Em uma decisão que pode transformar a forma como os motoristas brasileiros pagam um dos impostos mais onerosos do país, a Comissão de Constituição e Justiça e de Cidadania (CCJ) da Câmara dos Deputados deu sinal verde à Proposta de Emenda à Constituição (PEC) 3/26. A proposta, aprovada na última quarta-feira (8), visa mudar o critério de cálculo do Imposto sobre a Propriedade de Veículos Automotores (IPVA), substituindo o valor de mercado do veículo pelo seu peso como fator determinante para o cálculo.
O que muda com a nova proposta
Atualmente, o IPVA é calculado com base no valor venal do veículo, que é determinado seguindo a Tabela Fipe. Cada estado brasileiro aplica um percentual sobre esse valor para definir o montante a ser pago pelos proprietários. Com a proposta da PEC, o peso do veículo passaria a ser o critério principal, o que significa que carros mais leves teriam uma carga tributária menor, enquanto veículos mais pesados poderiam enfrentar um aumento no imposto. Este modelo representa uma mudança significativa na forma como o IPVA é atualmente calculado no Brasil.
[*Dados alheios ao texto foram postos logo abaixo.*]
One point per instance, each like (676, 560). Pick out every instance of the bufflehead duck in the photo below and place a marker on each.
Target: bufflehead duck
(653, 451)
A justificativa para a mudança
O deputado Kim Kataguiri, autor da proposta, argumenta que a alteração tornaria a cobrança do IPVA mais justa. De acordo com ele, o desgaste nas ruas e estradas está mais relacionado ao peso dos veículos do que ao seu valor de mercado. A ideia é que veículos mais pesados, que desgastam mais a infraestrutura, paguem mais impostos, enquanto carros mais leves teriam um imposto reduzido.
Impactos e críticas
Se a proposta for aprovada em todas as etapas legislativas, os efeitos serão sentidos de diferentes formas pelos proprietários de veículos. Carros compactos e leves, que muitas vezes possuem um valor de mercado elevado, podem se beneficiar com um IPVA menor. Em contrapartida, SUVs grandes, picapes e outros modelos mais pesados poderão enfrentar um aumento no imposto, mesmo se forem veículos antigos. Críticos da proposta apontam que ela pode gerar desigualdades, permitindo que carros esportivos caros, mas leves, paguem menos imposto que caminhões ou picapes mais antigos, somente por conta do peso.
Próximos passos e o que esperar
A aprovação na CCJ é apenas o primeiro passo no longo caminho que a PEC deve percorrer antes de virar lei. Agora, a proposta será encaminhada para uma comissão especial, que será responsável por discutir os impactos da mudança. Enquanto isso, os motoristas devem continuar atentos ao valor venal dos seus veículos para o cálculo do imposto, já que as regras atuais ainda estão em vigor. A possibilidade de estados oferecerem descontos para veículos menos poluentes também está em discussão, como um incentivo para modelos com menor impacto ambiental.
A proposta continua a gerar debates e divide opiniões entre especialistas e parlamentares. A busca por um sistema tributário mais justo é uma pauta constante no Brasil, e a alteração do cálculo do IPVA pode representar um passo nessa direção, se bem implementada. Entretanto, será crucial acompanhar o desenrolar das discussões e ajustes para garantir que a medida não crie novas desigualdades.